Este compromiso también se traduce en responsabilidad
ambiental. La principal materia prima del acero Gerdau Corsa es la chatarra, lo
que convierte su operación en un modelo de economía circular que da nueva vida
al acero. Además, reutiliza el 97% del agua empleada en sus procesos
industriales y cuenta con sistemas de captación de humos que contribuyen a la
reducción de emisiones, minimizando su huella ambiental.
En un contexto donde las empresas siderúrgicas enfrentan el
reto global de reducir su huella de carbono, Gerdau Corsa ha logrado mantener
sus emisiones de CO₂ más del 70% por debajo del promedio mundial de la industria.
Así, demuestran que el acero mexicano no solo construye infraestructura, sino
que impulsa comunidades más fuertes y un entorno más sostenible.
“Para nosotros, impulsar el desarrollo de México significa
actuar con responsabilidad. Producimos acero con estándares nacionales e
internacionales, pero también con conciencia social y ambiental. Ese es el
compromiso que asumimos con el país todos los días”, concluye Güereca.
Hoy, al conmemorar uno de los símbolos más importantes de
nuestra identidad nacional, Gerdau Corsa reconoce que el verdadero orgullo
industrial no solo se mide en toneladas producidas, sino en el impacto que el
trabajo mexicano tiene en el crecimiento y transformación del país.

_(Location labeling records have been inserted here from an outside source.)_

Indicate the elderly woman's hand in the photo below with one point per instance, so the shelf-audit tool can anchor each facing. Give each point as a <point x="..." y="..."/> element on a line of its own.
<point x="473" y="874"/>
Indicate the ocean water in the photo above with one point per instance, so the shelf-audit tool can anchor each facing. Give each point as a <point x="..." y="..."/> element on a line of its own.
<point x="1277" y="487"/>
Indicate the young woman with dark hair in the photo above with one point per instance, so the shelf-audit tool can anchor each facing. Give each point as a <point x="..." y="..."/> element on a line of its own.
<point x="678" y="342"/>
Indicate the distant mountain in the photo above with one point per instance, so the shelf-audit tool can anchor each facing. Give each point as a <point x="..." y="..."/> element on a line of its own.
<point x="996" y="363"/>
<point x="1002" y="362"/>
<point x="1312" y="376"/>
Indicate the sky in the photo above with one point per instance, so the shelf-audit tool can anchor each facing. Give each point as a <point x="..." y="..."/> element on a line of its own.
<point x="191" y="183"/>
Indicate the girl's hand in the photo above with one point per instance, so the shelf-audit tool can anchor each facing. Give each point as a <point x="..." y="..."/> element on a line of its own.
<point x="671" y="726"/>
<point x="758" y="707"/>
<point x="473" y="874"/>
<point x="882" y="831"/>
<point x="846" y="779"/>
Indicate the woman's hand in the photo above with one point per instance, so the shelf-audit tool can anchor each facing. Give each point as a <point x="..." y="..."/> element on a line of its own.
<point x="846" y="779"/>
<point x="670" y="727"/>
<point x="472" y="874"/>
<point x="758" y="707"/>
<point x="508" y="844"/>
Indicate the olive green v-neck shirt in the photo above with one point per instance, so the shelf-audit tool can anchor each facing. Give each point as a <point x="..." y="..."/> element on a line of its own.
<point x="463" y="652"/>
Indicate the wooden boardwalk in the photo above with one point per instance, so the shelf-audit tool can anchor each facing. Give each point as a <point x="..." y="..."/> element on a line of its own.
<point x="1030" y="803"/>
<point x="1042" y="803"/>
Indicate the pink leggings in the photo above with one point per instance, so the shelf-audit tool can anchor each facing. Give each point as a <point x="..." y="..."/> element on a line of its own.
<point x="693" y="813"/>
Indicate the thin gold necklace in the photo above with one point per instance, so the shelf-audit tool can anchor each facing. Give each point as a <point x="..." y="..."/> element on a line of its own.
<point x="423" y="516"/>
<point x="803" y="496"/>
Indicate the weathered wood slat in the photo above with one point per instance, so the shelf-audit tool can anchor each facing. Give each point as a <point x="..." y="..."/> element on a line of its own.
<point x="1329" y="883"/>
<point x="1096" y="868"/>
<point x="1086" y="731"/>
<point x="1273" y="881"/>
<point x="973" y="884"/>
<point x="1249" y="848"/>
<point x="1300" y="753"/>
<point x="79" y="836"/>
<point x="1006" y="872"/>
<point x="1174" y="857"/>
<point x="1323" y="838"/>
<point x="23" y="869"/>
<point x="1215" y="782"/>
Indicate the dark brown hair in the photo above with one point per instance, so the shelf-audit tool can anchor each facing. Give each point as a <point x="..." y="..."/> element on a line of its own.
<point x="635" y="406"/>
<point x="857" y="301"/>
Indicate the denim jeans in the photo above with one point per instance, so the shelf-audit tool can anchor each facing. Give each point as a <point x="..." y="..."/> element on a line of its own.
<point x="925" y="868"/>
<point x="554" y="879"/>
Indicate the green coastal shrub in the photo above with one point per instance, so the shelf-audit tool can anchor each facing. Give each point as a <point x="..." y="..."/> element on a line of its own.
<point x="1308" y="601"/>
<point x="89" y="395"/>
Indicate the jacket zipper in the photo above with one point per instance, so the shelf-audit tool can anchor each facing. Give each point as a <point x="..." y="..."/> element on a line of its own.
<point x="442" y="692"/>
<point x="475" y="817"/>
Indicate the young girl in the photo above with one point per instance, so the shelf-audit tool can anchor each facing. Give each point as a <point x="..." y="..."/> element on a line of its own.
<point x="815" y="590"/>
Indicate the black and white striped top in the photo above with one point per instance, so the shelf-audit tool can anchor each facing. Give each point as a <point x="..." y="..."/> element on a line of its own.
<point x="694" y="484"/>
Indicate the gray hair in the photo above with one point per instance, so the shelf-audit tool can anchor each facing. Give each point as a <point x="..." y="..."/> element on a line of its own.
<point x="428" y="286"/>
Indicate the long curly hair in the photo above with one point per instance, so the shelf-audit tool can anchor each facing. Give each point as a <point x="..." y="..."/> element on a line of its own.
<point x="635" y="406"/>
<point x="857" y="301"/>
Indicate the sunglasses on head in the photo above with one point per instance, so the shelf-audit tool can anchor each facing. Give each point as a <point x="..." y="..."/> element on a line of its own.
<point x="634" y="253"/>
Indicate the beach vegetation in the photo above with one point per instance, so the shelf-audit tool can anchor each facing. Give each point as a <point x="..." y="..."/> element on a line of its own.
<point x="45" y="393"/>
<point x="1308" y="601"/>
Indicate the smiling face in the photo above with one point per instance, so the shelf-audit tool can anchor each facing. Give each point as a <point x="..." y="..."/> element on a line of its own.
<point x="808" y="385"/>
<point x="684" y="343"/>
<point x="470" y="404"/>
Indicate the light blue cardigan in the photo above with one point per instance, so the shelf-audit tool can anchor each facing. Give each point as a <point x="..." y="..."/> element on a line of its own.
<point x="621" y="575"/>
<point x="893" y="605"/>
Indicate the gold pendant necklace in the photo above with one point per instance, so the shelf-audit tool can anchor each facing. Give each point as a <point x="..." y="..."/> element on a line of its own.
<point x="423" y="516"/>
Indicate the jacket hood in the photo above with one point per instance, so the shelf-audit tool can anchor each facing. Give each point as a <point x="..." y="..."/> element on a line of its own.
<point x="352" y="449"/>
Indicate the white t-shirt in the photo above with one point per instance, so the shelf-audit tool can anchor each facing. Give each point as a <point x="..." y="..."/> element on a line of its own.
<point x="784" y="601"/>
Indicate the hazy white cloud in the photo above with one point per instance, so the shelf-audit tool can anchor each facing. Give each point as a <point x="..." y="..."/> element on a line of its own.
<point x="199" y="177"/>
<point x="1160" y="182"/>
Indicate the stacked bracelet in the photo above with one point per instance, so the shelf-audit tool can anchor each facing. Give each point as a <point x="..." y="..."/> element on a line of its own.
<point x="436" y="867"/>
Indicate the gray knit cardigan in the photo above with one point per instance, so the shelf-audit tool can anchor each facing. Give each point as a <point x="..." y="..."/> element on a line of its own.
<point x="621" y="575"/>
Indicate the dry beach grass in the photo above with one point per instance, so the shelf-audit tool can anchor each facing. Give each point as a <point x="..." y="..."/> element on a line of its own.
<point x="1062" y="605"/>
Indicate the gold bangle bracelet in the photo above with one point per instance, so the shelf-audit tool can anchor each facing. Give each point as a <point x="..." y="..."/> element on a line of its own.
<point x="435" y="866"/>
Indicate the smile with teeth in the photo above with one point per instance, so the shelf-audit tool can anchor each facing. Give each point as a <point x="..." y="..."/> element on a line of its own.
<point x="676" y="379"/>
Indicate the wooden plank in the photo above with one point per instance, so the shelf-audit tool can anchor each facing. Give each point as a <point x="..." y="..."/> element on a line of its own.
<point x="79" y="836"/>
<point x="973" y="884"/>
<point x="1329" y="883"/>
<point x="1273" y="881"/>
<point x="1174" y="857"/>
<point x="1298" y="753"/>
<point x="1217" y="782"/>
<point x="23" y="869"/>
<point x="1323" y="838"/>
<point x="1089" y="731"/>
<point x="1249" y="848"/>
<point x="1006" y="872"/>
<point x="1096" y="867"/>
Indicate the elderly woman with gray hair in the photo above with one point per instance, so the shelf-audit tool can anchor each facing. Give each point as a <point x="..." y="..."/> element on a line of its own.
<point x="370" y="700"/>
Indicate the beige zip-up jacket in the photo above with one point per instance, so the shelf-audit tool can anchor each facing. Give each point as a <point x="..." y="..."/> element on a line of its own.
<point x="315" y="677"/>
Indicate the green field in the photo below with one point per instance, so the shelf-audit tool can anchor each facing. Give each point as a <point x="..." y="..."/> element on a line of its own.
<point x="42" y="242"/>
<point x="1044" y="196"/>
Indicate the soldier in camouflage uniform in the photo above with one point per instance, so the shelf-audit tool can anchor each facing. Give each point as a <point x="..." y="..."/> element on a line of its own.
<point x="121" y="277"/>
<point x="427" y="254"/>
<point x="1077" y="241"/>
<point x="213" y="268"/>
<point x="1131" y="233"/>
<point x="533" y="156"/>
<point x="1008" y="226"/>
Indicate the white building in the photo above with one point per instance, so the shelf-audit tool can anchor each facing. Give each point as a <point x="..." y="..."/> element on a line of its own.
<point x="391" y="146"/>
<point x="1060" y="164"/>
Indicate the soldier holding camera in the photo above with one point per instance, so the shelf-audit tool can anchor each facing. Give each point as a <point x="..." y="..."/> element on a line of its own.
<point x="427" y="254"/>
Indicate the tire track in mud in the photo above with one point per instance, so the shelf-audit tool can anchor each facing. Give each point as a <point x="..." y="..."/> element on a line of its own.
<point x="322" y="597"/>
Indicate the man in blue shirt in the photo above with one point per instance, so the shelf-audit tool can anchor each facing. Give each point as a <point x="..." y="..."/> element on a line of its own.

Porque el acero no solo se produce, se construye con las
manos mexicanas que moldean el futuro.
Acerca de Gerdau Corsa
Gerdau Corsa es la empresa líder en perfiles estructurales en
México, establecida en el país desde 2007. Actualmente, cuenta con tres plantas
productoras de acero, siete plantas recicladoras sostenibles y dos centros de
distribución que abastecen a todo el país. Gerdau Corsa cuenta con una
capacidad instalada de más de 1.5 millones de toneladas de acero líquido.
En México, es la primera industria en obtener el certificado
de Empresa B. además de contar con certificaciones de acuerdo con las
normativas nacionales e internacionales sobre Calidad, Medio ambiente, Salud y
Seguridad.
La empresa cuenta con un legado de 125 años de historia en
Brasil, siendo la mayor empresa productora de acero en ese país, una de las
principales proveedoras de aceros largos en América y de aceros especiales en
el mundo, además es la mayor recicladora de Latinoamérica. Las acciones de
Gerdau cotizan en las bolsas de valores de São Paulo (B3) y Nueva York (NYSE).